Question

write the complete mechanism for the preparation of banana oil

why do you use sulfuric acid in the reaction

explain why we used simple distillation in order to isolate our product. Describe what is actually happening in the process.

Calculate and discuss your % yield...

explain why reflux is neccesary in this experiment..

Answer 1

Isoamyl acetate (banana oil) is prepared by the acid catalyzed reaction (Fischer esterification) between isoamyl alcohol and glacial acetic acid as shown in the reaction equation below.

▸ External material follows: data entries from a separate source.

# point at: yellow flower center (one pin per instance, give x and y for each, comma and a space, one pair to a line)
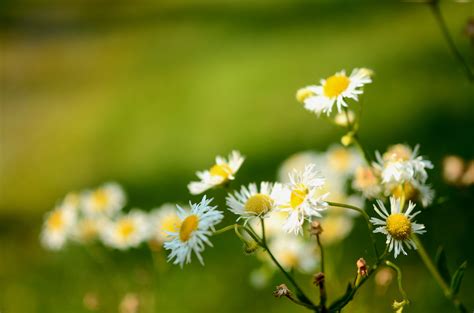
399, 226
223, 170
407, 189
125, 228
100, 199
335, 85
298, 195
189, 225
55, 220
259, 204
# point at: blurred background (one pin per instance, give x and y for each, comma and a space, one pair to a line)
147, 93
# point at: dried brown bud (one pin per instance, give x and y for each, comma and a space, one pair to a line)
282, 291
362, 269
316, 228
318, 279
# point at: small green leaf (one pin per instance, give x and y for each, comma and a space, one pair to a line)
442, 266
457, 278
342, 300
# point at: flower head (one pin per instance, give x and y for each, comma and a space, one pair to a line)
299, 198
397, 225
126, 231
252, 201
164, 220
220, 173
195, 227
107, 199
335, 90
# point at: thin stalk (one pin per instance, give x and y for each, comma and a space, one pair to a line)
399, 278
436, 275
367, 219
434, 5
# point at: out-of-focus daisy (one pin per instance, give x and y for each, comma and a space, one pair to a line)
401, 164
293, 252
107, 199
335, 89
126, 231
398, 226
164, 220
299, 199
220, 173
57, 227
252, 201
367, 182
195, 228
88, 229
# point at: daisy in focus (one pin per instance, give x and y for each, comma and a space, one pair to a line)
299, 198
164, 220
195, 227
107, 199
219, 174
335, 89
127, 231
57, 227
253, 201
397, 225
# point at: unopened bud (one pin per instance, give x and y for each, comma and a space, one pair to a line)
362, 267
315, 228
318, 279
282, 291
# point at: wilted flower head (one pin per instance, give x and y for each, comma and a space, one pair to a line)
335, 89
195, 228
220, 173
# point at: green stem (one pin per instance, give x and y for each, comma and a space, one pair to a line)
434, 5
367, 219
436, 275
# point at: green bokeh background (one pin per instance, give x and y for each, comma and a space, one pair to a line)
146, 93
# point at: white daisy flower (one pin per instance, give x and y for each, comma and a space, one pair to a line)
397, 225
251, 202
220, 173
336, 89
126, 231
195, 228
108, 199
299, 200
57, 227
164, 220
401, 164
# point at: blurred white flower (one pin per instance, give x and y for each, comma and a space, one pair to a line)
398, 226
336, 90
58, 226
252, 201
220, 173
126, 231
163, 221
298, 198
195, 228
107, 199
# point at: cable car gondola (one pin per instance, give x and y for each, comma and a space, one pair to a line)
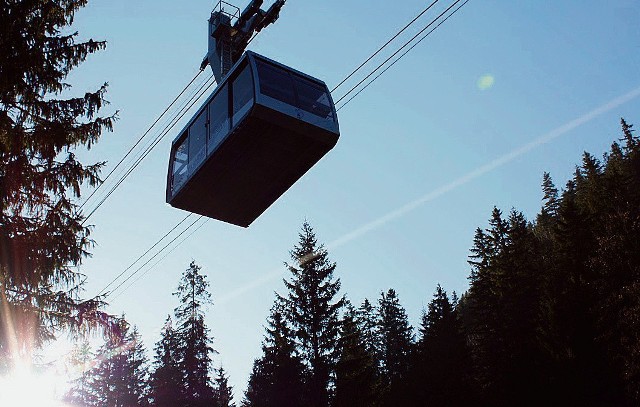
263, 127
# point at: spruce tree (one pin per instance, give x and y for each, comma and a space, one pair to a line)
441, 362
80, 393
314, 307
166, 379
223, 393
120, 377
369, 325
397, 346
277, 378
194, 350
43, 238
357, 381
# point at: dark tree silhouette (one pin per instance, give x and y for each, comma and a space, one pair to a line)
223, 393
313, 308
277, 378
396, 347
42, 235
119, 378
441, 365
357, 380
166, 379
194, 349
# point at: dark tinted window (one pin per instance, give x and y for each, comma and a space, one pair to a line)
198, 141
242, 90
313, 97
275, 82
219, 122
180, 164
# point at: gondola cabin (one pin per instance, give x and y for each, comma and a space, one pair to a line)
262, 129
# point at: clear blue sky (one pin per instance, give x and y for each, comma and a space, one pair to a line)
424, 154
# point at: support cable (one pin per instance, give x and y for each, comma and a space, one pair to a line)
397, 51
140, 139
384, 45
402, 55
344, 104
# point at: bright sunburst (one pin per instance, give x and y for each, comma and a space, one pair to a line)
26, 388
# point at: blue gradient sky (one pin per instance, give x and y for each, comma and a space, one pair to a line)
424, 154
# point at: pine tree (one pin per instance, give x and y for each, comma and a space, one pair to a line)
397, 345
369, 325
42, 234
313, 312
119, 379
223, 393
441, 362
166, 379
357, 382
277, 378
80, 393
194, 351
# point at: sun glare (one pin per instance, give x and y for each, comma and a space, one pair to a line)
26, 388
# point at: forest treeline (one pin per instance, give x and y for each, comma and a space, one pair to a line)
551, 317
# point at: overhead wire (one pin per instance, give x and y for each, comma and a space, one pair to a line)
156, 255
143, 254
344, 104
397, 51
202, 90
384, 46
401, 56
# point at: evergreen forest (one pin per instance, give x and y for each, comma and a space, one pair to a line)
550, 318
551, 315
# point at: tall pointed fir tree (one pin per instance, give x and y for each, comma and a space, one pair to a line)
80, 393
441, 373
314, 306
120, 376
194, 350
357, 381
166, 379
396, 346
366, 317
42, 234
277, 378
223, 393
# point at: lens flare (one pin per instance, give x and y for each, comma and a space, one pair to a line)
486, 81
23, 387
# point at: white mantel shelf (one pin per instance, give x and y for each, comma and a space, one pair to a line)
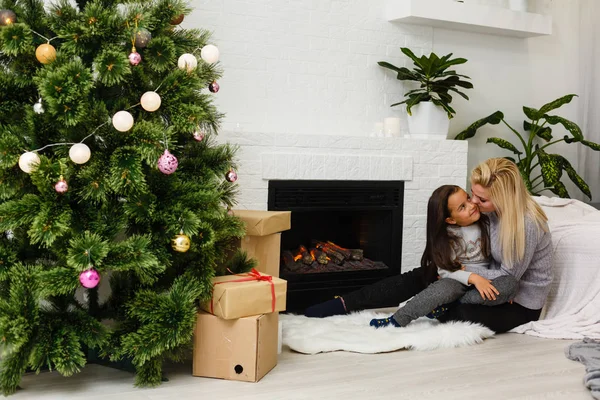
449, 14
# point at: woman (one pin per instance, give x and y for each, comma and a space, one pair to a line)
520, 243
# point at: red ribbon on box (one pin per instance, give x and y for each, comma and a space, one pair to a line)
253, 275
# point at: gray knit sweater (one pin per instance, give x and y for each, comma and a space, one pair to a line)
534, 271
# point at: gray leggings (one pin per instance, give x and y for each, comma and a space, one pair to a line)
447, 290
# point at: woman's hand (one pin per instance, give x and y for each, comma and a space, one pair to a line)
484, 287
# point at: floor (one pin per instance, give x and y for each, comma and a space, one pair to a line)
509, 366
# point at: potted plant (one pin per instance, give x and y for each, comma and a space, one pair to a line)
534, 142
428, 106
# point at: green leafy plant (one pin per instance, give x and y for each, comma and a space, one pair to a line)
537, 138
434, 79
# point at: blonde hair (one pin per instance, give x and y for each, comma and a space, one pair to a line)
508, 194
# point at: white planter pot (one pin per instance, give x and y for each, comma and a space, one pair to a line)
518, 5
428, 121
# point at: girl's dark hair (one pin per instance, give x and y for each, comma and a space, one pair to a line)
438, 249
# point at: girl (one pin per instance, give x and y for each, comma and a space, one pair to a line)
457, 239
519, 241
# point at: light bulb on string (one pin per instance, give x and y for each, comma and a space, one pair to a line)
122, 121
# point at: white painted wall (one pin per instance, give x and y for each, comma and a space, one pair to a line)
309, 66
509, 73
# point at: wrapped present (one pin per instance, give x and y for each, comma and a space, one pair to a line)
237, 296
243, 349
263, 238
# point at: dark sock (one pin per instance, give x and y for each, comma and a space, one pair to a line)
326, 309
380, 323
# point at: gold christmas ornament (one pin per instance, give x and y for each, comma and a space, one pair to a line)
150, 101
45, 53
181, 243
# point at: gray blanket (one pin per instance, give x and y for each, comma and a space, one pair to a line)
588, 353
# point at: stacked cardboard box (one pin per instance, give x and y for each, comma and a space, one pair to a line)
237, 333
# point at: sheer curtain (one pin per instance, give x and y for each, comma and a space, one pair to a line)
589, 93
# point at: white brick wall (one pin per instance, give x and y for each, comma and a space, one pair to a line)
307, 66
422, 164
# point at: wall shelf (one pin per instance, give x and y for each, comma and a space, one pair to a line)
448, 14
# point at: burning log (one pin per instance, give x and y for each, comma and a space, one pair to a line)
356, 254
289, 261
305, 255
320, 256
345, 252
335, 256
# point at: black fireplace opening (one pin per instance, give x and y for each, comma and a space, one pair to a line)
344, 235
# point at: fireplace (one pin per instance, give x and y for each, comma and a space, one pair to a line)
344, 235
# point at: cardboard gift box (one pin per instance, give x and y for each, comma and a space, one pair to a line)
242, 349
237, 296
263, 238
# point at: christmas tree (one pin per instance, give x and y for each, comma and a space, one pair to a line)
114, 194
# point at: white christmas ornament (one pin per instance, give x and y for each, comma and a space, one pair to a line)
210, 53
187, 62
150, 101
79, 153
122, 121
29, 161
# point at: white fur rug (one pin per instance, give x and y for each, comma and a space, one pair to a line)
353, 333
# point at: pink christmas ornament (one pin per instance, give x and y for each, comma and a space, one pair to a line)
135, 58
89, 278
61, 186
167, 163
199, 136
214, 87
231, 176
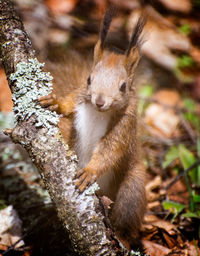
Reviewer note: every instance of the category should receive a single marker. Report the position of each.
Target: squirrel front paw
(49, 101)
(85, 178)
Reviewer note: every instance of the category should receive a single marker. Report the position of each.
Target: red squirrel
(101, 123)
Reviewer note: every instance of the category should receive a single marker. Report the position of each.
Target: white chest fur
(91, 126)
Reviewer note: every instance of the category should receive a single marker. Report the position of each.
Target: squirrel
(101, 121)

Typically, sulfuric acid is used as the catalyst for fast conversion of product from starting alcohol and acid.

The distillation is required because the side product of this reaction is water. From Le Chatelier's principle, there are two ways to adjust reagent concentrations to force isopentyl alcohol to become Isoamyl acetate (product). One way is to remove product (ie. water) as it forms and the other way is to use a large excess of acetic acid.

This experiment attempts to prepare isopentyl acetate from acetic acid and isopentyl alcohol. The reaction is catalyzed by sulfuric acid, but the catalyst affects only the rate of reaction, and not the extent of reaction. The desired product accumulates only if the equilibrium constant is favorable. The equilibrium constant for this reaction is rather small (~4). Therefore, simply mixing equal amounts of the starting materials will convert only about 67% of the starting material into product. So, in order to attain the activation energy for this conversion, reflux condition is required.